THIRTY years ago a young Irish student came to New York and worked on a construction site in Manhattan for the summer on a student visa.

He stayed with his aunt and uncle in Long Island, and they remember him coming home every evening covered in grime and dirt from the site.

"He never complained," remembered his uncle Peter Nolan. "Even though the work was hard, he was up for it."

Thirty years later the young lad, now 48, was back in New York. These days he is the taoiseach (prime minister) of Ireland.

Brian Cowen is far removed from the building site now, but the same grit and appetite for hard work has stood him well in his political career.

In fact last Wednesday morning he was on the floor of the New York Stock Exchange, ringing the bell to commence trading in the greatest financial market on earth. It is hardly something he could have imagined himself doing all those years ago.

Earlier, in a nearby breakfast room, he had addressed a top-flight group of Wall Street professionals and wowed them with his knowledge of the American economy. Brian Cowen has come a long way.

He is certainly popular in New York. Over 400 Irish Americans showed up for a meet and greet at the Irish Consulate in midtown Manhattan.

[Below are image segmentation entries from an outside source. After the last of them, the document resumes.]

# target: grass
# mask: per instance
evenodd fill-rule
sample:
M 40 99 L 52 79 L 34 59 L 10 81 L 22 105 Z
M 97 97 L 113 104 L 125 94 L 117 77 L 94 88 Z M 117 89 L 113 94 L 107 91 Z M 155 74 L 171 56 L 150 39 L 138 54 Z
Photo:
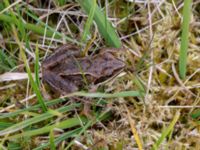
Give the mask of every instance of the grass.
M 183 24 L 182 24 L 182 34 L 181 34 L 181 49 L 179 58 L 179 72 L 180 77 L 185 79 L 187 71 L 187 49 L 189 43 L 189 24 L 191 16 L 191 0 L 184 1 L 183 7 Z
M 20 81 L 0 80 L 0 149 L 197 148 L 199 5 L 0 3 L 0 72 L 28 74 Z M 41 64 L 64 43 L 80 46 L 85 55 L 123 47 L 116 57 L 126 68 L 96 92 L 80 89 L 59 97 L 43 84 Z M 31 98 L 21 101 L 26 97 Z M 91 118 L 82 114 L 84 102 L 91 105 Z

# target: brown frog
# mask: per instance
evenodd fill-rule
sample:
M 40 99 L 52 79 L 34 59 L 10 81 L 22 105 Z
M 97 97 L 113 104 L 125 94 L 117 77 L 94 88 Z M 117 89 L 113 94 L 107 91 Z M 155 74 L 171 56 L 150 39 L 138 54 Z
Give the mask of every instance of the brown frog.
M 63 45 L 43 61 L 43 80 L 62 95 L 89 89 L 123 70 L 125 64 L 116 58 L 117 50 L 102 49 L 94 56 L 83 57 L 78 47 Z

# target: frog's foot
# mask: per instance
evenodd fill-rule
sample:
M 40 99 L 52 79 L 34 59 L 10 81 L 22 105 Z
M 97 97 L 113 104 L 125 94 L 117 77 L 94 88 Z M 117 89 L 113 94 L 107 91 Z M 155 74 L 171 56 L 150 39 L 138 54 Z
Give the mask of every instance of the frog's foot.
M 89 119 L 92 119 L 92 111 L 91 111 L 91 103 L 90 102 L 84 102 L 83 104 L 83 110 L 81 112 L 84 116 L 86 116 Z

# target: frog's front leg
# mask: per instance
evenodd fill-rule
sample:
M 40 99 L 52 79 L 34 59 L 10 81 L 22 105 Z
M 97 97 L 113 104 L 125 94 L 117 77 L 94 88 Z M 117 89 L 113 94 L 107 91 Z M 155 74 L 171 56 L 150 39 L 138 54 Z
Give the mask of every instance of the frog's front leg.
M 43 80 L 62 95 L 78 90 L 78 87 L 72 81 L 64 79 L 51 71 L 43 73 Z

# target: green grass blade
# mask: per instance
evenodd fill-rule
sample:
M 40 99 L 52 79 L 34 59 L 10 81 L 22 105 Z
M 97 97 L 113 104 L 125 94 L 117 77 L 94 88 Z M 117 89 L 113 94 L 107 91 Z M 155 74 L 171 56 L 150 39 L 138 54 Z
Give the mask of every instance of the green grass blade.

The unprecedented crowd took over the vast ground floor of the building instead of the function room at the consulate upstairs which would have been utterly overcrowded.

It is a very big deal when a new leader from Ireland comes to America. When that leader has New York roots and connections he is bound to get an even warmer welcome.

Not since Eamon de Valera, who was born here, has there been an Irish leader with such close New York roots. It is no coincidence that Cowen's first major trip abroad was to a city he knows well and enjoys.

Unlike his predecessor, Bertie Ahern, who focused on Washington where he was most at home, Cowen has a clear preference for the Big Apple and the Irish community he once mixed with.

He was clearly in his element during his New York trip. He left Ireland encumbered by a slowing economy and uproar over the vote to shoot down the Lisbon Treaty. He arrived to a New York that was holding out its fabled hand of friendship for a former resident whose mother emigrated here for a time.

Cowen did not disappoint the crowds throughout his trip. He stayed at every event until he had shaken almost every hand, swapping stories and memories with strangers and friends who felt immediately at home with him.

He has an ability to be at home with both Wall Street tycoons and friends of neighbors from Offaly. It is a rare gift in a politician.

Cowen is the anti-politician in many ways. The rumpled suits and occasional gruff manner would be the despair of American consultants, but he connects with people in a unique way.

Whatever the troubles at home, this was a good time for him to come to America. Cowen has a direct style that Americans like, and a sense of the history and the issues that face the Irish community here.

He got off the mark well with the Irish groups who deal with the issue of the undocumented. He is unlike many other politicians with no experience of America. Cowen can relate to what it is like to work on a construction site, and to live in fear of being arrested and deported if immigration agents come calling.

Cowen will look back on his first U.S. trip as taoiseach with much satisfaction. He has hit the ground running in a relationship that is both important personally and for Ireland. No doubt he will be back often.